Она отвернулась от него, сжалась в плотный комочек на своем тюфяке и накрылась с головой покрывалом. Именно сейчас девушка почувствовала себя больной, ее стала бить крупная дрожь, силы вовсе покинули ее, быть может, от пережитого только что разочарования. Она находилась у Жана, Жан ее спас, он рядом, так близко… Она чуть было не поверила, что само небо отозвалось на ее тревожные мольбы. Она поверила… Один господь знает во что!..
– Поступайте, как вам заблагорассудится, – прошептала она. – Но дайте мне поспать…

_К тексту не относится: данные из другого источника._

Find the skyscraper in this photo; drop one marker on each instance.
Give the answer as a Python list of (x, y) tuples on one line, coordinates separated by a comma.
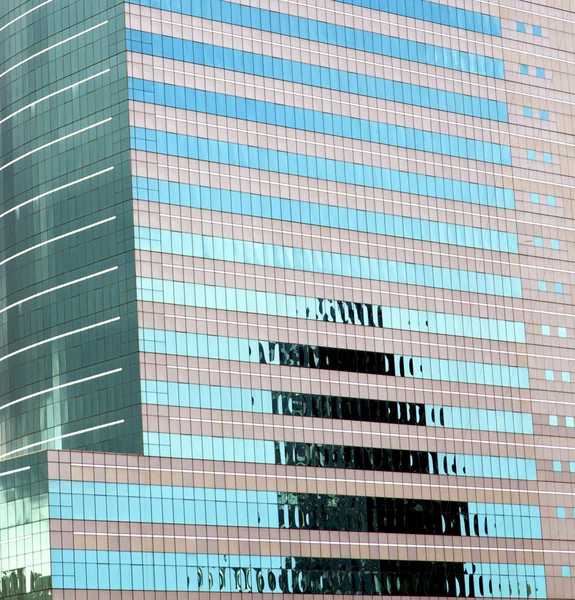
[(286, 298)]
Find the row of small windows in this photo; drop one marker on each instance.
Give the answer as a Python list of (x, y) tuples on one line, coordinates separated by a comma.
[(314, 75), (284, 510), (304, 119), (538, 242), (342, 36), (328, 263), (527, 70), (561, 331), (330, 358), (170, 393), (557, 288), (536, 199), (327, 310), (545, 156), (558, 466), (528, 112), (181, 572), (554, 421), (535, 29), (551, 375), (336, 456), (316, 167)]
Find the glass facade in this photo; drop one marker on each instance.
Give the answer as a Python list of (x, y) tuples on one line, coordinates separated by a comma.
[(285, 299)]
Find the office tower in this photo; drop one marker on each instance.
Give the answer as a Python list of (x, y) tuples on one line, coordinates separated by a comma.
[(286, 298)]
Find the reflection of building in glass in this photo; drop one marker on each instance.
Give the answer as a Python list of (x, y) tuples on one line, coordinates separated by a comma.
[(285, 298)]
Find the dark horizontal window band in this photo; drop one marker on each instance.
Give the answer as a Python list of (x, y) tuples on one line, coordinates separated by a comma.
[(334, 456), (380, 515), (310, 575), (352, 409)]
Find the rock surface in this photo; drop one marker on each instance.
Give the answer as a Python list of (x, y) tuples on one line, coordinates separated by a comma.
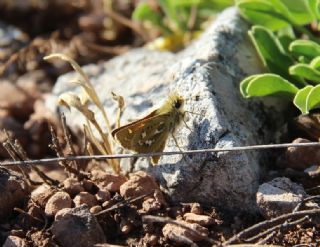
[(13, 193), (58, 201), (77, 226), (207, 75), (279, 196)]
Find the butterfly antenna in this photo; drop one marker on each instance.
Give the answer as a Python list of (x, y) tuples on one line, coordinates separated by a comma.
[(176, 142), (190, 112), (186, 125)]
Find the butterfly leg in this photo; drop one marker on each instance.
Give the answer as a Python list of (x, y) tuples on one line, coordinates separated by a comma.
[(176, 142), (184, 121)]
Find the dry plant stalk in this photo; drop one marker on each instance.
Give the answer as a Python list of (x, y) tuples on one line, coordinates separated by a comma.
[(17, 153), (81, 103)]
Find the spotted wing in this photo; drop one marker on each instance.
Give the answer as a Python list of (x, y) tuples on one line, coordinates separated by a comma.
[(145, 135)]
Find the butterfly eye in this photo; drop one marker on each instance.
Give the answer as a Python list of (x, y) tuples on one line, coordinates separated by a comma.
[(177, 104)]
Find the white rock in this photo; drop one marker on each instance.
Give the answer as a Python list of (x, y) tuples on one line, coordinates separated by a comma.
[(207, 75), (279, 196)]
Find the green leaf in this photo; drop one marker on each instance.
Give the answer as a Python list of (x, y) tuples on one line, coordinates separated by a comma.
[(299, 11), (315, 63), (143, 12), (244, 84), (305, 48), (276, 14), (273, 54), (313, 99), (314, 6), (262, 12), (270, 84), (306, 71), (300, 99)]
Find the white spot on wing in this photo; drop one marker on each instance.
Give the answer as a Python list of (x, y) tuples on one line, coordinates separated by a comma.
[(149, 142), (144, 134)]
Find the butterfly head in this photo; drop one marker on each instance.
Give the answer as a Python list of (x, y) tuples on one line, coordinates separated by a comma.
[(176, 102)]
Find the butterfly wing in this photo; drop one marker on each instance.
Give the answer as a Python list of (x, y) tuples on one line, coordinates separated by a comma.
[(145, 135), (125, 134)]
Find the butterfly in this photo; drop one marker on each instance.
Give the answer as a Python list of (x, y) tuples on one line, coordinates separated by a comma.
[(149, 134)]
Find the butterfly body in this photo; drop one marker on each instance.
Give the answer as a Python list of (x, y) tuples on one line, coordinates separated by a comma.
[(149, 134)]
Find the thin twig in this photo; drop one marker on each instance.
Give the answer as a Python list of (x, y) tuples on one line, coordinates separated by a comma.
[(57, 148), (267, 238), (269, 223), (67, 138), (21, 211), (123, 156), (123, 203), (304, 200), (23, 156), (152, 218), (284, 225)]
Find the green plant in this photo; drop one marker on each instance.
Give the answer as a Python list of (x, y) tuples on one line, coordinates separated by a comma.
[(178, 21), (293, 62)]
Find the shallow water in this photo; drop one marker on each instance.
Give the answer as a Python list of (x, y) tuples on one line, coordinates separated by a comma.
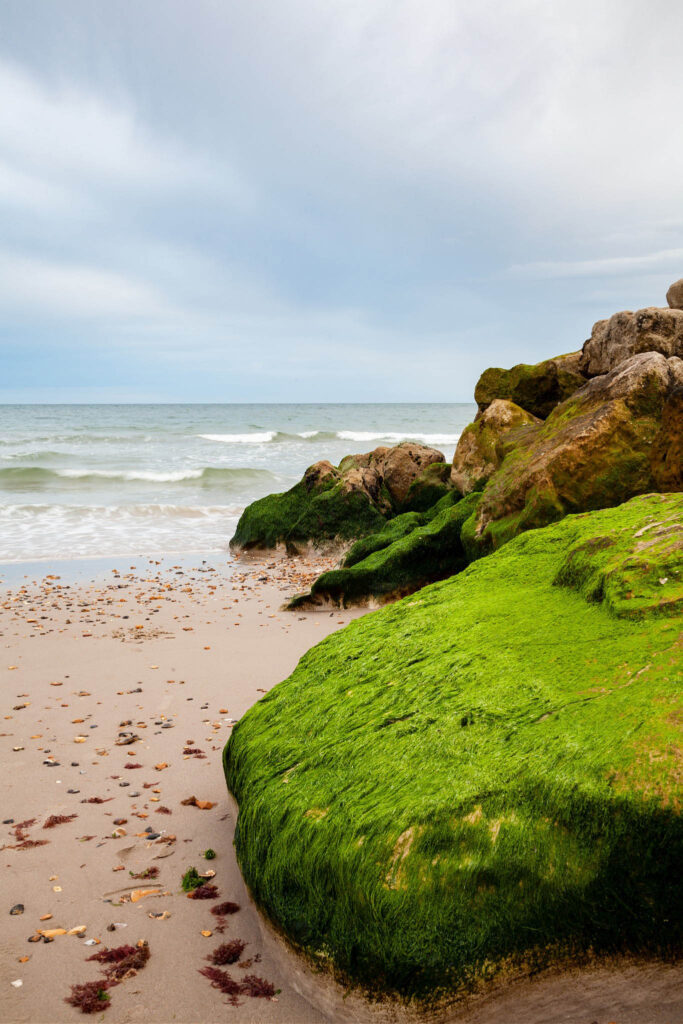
[(97, 480)]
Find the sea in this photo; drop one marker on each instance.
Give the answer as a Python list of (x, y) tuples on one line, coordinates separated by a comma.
[(86, 481)]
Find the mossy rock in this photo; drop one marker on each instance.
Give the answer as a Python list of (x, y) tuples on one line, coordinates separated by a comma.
[(392, 530), (340, 504), (484, 443), (482, 778), (614, 438), (423, 554), (537, 387), (297, 518), (431, 485)]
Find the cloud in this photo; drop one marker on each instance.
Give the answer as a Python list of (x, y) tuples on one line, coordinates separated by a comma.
[(36, 286), (668, 259), (343, 196)]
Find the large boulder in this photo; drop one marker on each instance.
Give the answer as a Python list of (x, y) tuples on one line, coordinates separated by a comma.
[(537, 388), (667, 456), (484, 778), (626, 334), (615, 437), (333, 504), (675, 295), (411, 551), (484, 443)]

Лихорадка погрузила ее в какое-то отупение, лишила воли. Она покорно позволила ему подхватить себя, перенести на приготовленную постель, снять мокрое платье, оставив ее в тонкой рубашке, уже высохшей на разгоряченном теле. Глаза ее были закрыты, и последние слезы еще блестели в их уголках. Она не могла видеть искаженного мукой лица Жана, не почувствовала, как дрожат его пальцы, когда он, как нежный возлюбленный, снимал одежду, скрывавшую ее грациозное юное тело.
Лишь на миг он позволил себе уступить мучительному наслаждению, созерцая ее, вытянувшуюся на разобранной постели и едва прикрытую тончайшим батистом, сквозь который розовели такие прелести… Более он не увидит их никогда… а ему страстно мечталось, что он будет ласкать их, сожмет в объятиях… Смятение чувств было столь велико, что он едва не поддался порыву: встав коленями на длинный сундук, служивший подножием кровати, словно молящийся перед алтарем, он трижды коснулся губами драгоценного тела: каждой из совершенных округлостей груди, призывавших припасть к ним в жарком поцелуе, уст, полураскрытых от лихорадки и оттого еще более соблазнительных… Но благоразумие настигло его в тот момент, когда он чуть не отдался страстному опьянению. Выпрямившись, он накрыл ее простыней, затем пуховиком, словно стараясь похоронить свое искушение под ворохом тканей, отошел к очагу, разворошил угли и подбросил еще дров…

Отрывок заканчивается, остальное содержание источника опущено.